Home alone at the famous Farang House of Thung Song I considered my options for the evening:
Number 1: Internet Café
Number 2: Read a book
Number 3: Visit the neighbours
I was invited to the Chinese New Year Party the guys were holding next door but couldn’t decide if I was brave enough to attend. I had no idea what to expect, no idea if anyone would speak English, and a pretty sure idea that my Thai would only be sufficient for a 5-minute conversation.
My mind was soon made up for me as I heard a loud banging at the upstairs window.
‘Haaloooo!’ yelled See as he leaned over the balcony. ‘Halloooooooo!!!!’
I made my way to the balcony wondering what his choice of attire would be this time. A towel, a cape or something slightly more normal? Ah. A towel. Awkward.
I poked my head out the window, not quite knowing where to look.
‘Hello’ I replied ‘How are you?’
‘Yes Yes fine’ he assured me, ‘you come now yes?’
I guessed he meant the party was about to begin.
‘Urmmm…I don’t know’
‘Yes yes you come!’ he stated firmly. He stared at me. I wasn’t quite sure what to say. Suddenly a huge smile spread across his face and he began to jump up and down, waving his arms furiously in the air.
‘Yahayyy you come’
Oh god. How could I refuse when this 33-year-old man was now jumping up and down on his balcony wearing only a towel?
‘Ok’ I sighed.
Remembering to leave my shoes outside, I nervously stepped into the house. There were two small tables in front of me that would have been perfect for a dwarf’s tea party. Twenty people sat cross-legged on the floor devouring the feast of rice and beer before them.
‘Farang!!’ cried one of the men as he spied me in the doorway.
Imagine shouting foreigner at someone in England? You’d probably get put in prison!
I smiled politely and sat down, trying to ignore the fact that every single pair of eyes in the room were on me. My neighbour Ati introduced me to everybody.
The man who had noticed me first was very enthusiastic about introducing himself. ‘Mr GAI’ he emphasized, whilst pouring himself another shot of whiskey. ‘You call me Mr Chicken!’ With that he burst into hearty laughter. I laughed along as he was clearly loving the attention!
An elderly man I knew very well came and sat down beside me. His eyes twinkled with laughter.
‘Mr Udon’ he stated and held his hand out to mine, cackling away.

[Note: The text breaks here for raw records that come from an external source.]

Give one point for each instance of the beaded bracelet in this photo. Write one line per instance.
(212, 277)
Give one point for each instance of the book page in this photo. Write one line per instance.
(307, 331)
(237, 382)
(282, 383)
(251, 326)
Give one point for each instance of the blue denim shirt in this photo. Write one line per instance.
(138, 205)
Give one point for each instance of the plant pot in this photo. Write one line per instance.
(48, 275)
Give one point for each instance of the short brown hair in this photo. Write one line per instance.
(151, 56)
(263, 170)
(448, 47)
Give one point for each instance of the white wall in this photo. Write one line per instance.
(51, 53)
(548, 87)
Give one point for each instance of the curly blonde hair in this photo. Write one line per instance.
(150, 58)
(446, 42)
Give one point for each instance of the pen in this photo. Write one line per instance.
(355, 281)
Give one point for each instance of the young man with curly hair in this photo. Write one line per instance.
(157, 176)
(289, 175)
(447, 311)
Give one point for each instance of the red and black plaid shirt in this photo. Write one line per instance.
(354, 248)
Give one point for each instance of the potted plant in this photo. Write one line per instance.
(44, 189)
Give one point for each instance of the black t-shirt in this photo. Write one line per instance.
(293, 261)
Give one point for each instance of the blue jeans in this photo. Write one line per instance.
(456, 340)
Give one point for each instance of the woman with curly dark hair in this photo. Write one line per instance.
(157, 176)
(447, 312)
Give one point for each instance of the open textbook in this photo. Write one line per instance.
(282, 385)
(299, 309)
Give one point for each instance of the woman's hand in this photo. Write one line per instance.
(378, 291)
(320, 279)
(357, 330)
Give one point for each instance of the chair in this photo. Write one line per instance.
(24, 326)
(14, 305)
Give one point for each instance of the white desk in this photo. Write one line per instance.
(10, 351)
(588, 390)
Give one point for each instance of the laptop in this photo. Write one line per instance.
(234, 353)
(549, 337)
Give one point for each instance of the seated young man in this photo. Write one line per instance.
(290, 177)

I shook his hand anyway even though he’d been at my house earlier that day firing fruit at the wall with his slingshot!
Feeling more comfortable now, I looked around the room, soaking up the friendly atmosphere. See and Ati’s house was similar to our own. Expect for one noticeable difference. A giant, dead, scaly thing hung gloriously upon one of the plain, white walls. I curiously eyed the creature, attempting to decipher what on earth it was, or once was. Finally curiosity got the better of me.
‘A nee a lye?’ I asked, pointing to the strange squashed reptile above me.
My neighbour looked towards me, his eyes open and honest.
‘Baby dinosaur’ he stated sincerely.
My mouth creased into a huge open grin.
‘No dinosaur!’ I giggled loudly, unable to control myself.
By this point, the rest of the party were eyeing me curiously! Words were exchanged in Thai with the men all confidently nodding in agreement.
‘Yes. Yes’ assured Mr Chicken ‘Baby dinosaur’.
‘Baby dinosaur’ insisted Ati
Mr Udon smacked his lips together and cackled his creepy little laugh.
‘Baby dinosaur’ he claimed, whilst passing me a scary looking piece of fish with the eyeballs still attached. ‘Eat’.
I was outnumbered. Clearly there was a dead baby dinosaur hanging on my neighbour’s wall. And now I had to find a way of successfully hiding these fish eyeballs. I was beginning to forget what I had ever considered normal.